O historiador está no Brasil dando um curso de três semanas na Unicamp. É um dos expoentes de um movimento crescente como método de documentação e análise histórica. "É um movimento estimulado de maneiras diferentes em diferentes países. Na Rússia, por exemplo, o advento da história oral é muito interessante. Estive na Rússia três vezes recentemente. Antes a memória era muito perigosa, porque podia ser usada contra você o tempo inteiro. Podia servir como prova para coisas que seu avô tinha feito, por exemplo. As pessoas nunca falavam. De repente, tiveram a necessidade de narrar tudo o que aconteceu, porque ninguém pode confiar mais na memória da história oficial", diz.
Thompson trabalha há 20 anos com depoimentos orais. As séries que fez para a BBC alcançaram audiências entre um milhão e dois milhões de espectadores. "Os ingleses são fascinados tanto pela história como pela vida individual. Algumas coisas que usamos são muito íntimas. Um dos programas era sobre pessoas que se casaram sem saber com quem estavam se casando e que um dia descobriram e se separaram. É sempre um choque quando descobrem."

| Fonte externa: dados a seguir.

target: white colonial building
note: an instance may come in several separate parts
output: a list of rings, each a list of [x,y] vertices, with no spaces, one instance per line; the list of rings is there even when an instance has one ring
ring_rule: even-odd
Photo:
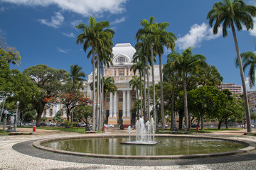
[[[130,71],[133,63],[132,62],[133,55],[136,52],[130,43],[117,44],[113,47],[114,55],[113,66],[104,68],[104,76],[107,78],[112,76],[114,84],[117,86],[117,91],[114,93],[106,94],[105,119],[106,123],[118,125],[119,121],[122,120],[123,124],[134,124],[136,115],[132,113],[131,109],[134,105],[136,91],[132,89],[129,81],[132,79],[134,72]],[[96,73],[95,73],[96,74]],[[154,65],[154,79],[156,84],[160,80],[159,66]],[[138,73],[135,73],[138,76]],[[151,71],[149,75],[151,75]],[[96,76],[96,75],[95,75]],[[149,77],[149,84],[151,85],[151,76]],[[92,73],[88,75],[88,81],[85,83],[84,89],[82,92],[85,97],[92,98],[92,91],[90,90],[90,84],[92,81]],[[58,108],[50,108],[45,112],[46,116],[50,120],[52,116],[58,111],[63,109],[61,106]],[[65,111],[64,111],[65,112]],[[63,114],[65,116],[65,114]]]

Seu projeto atual se assemelha a uma imagem de Borges: a criação de um centro de documentação onde serão guardados depoimentos gravados espontaneamente por anônimos desde os anos 60. "Estamos tentando descobrir todo o material que foi gravado e abandonado na casa das pessoas ou em escritórios. Sabemos que há um material maravilhoso a partir dos anos 60. Nossa idéia é selecionar esse material e criar um grande centro de documentação", diz. Um poço de histórias.